Swedish research-based biopharma company BioArctic AB (STO:BIOA-B) and its partner Eisai Co Ltd (TYO:4523) announced on Monday that lecanemab-irmb subcutaneous injection (US brand name: Leqembi Iqlik) is now available in the United States as a maintenance dosing regimen for the treatment of Alzheimer's disease (AD) in patients with Mild Cognitive Impairment (MCI) or mild dementia stage of disease (collectively referred to as early AD).

After 18 months of Leqembi intravenous (IV) treatment at 10 mg/kg every two weeks, patients may either continue IV infusions at 10 mg/kg once every four weeks or start the new weekly 360 mg subcutaneous injection using the Leqembi Iqlik autoinjector. According to BioArctic, it is the first and only anti-amyloid treatment to offer an at-home injection after initial treatment of 18 months.

Eisai and Biogen have also launched the Leqembi Companion programme which aims to provide expanded resources that support patients throughout their Leqembi treatment journey, from initiation through maintenance therapy. The companies says that the programme offers resources such as help with understanding insurance coverage and potential out-of-pocket costs and identifying financial support programmes; injection education through Nurse Educators either in-person or virtually to provide patients with training on injecting their maintenance dose using the Leqembi Iqlik; and an injection tracking tool.
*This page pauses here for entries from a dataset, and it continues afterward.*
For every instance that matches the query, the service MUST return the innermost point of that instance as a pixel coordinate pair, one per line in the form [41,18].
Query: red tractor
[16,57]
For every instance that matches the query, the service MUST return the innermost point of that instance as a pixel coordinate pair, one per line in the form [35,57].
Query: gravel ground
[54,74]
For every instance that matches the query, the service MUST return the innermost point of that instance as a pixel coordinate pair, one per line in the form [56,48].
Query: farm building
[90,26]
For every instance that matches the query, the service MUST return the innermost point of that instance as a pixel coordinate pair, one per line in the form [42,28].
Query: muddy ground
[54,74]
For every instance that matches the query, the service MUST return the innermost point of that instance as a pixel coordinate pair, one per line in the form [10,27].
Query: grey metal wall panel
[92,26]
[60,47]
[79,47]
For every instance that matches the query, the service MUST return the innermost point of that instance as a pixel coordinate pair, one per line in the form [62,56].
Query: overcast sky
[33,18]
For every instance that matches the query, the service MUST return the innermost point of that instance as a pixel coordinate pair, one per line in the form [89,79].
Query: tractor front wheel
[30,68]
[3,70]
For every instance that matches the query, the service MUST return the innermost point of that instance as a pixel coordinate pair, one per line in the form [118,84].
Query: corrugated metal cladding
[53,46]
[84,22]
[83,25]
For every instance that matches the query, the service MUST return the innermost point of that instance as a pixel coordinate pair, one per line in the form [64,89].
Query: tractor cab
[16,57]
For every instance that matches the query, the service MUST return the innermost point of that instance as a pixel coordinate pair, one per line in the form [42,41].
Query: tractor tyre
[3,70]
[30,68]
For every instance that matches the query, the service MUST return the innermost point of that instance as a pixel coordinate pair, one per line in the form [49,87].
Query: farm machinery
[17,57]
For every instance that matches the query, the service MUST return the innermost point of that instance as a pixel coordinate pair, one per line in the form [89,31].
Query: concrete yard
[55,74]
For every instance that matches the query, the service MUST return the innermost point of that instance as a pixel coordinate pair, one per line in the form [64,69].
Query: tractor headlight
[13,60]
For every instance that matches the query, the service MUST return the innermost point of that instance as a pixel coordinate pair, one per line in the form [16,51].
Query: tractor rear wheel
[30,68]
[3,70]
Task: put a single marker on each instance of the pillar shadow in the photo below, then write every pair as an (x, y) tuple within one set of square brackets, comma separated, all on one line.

Leqembi is the result of a long-standing collaboration between BioArctic and Eisai, and the antibody was originally developed by BioArctic based on the work of Professor Lars Lannfelt and his discovery of the Arctic mutation in Alzheimer's disease. Eisai is responsible for the clinical development, applications for market approval and commercialisation of Leqembi for Alzheimer's disease. BioArctic has the right to commercialise Leqembi in the Nordic region together with Eisai and the two companies are preparing for a joint commercialisation in the region.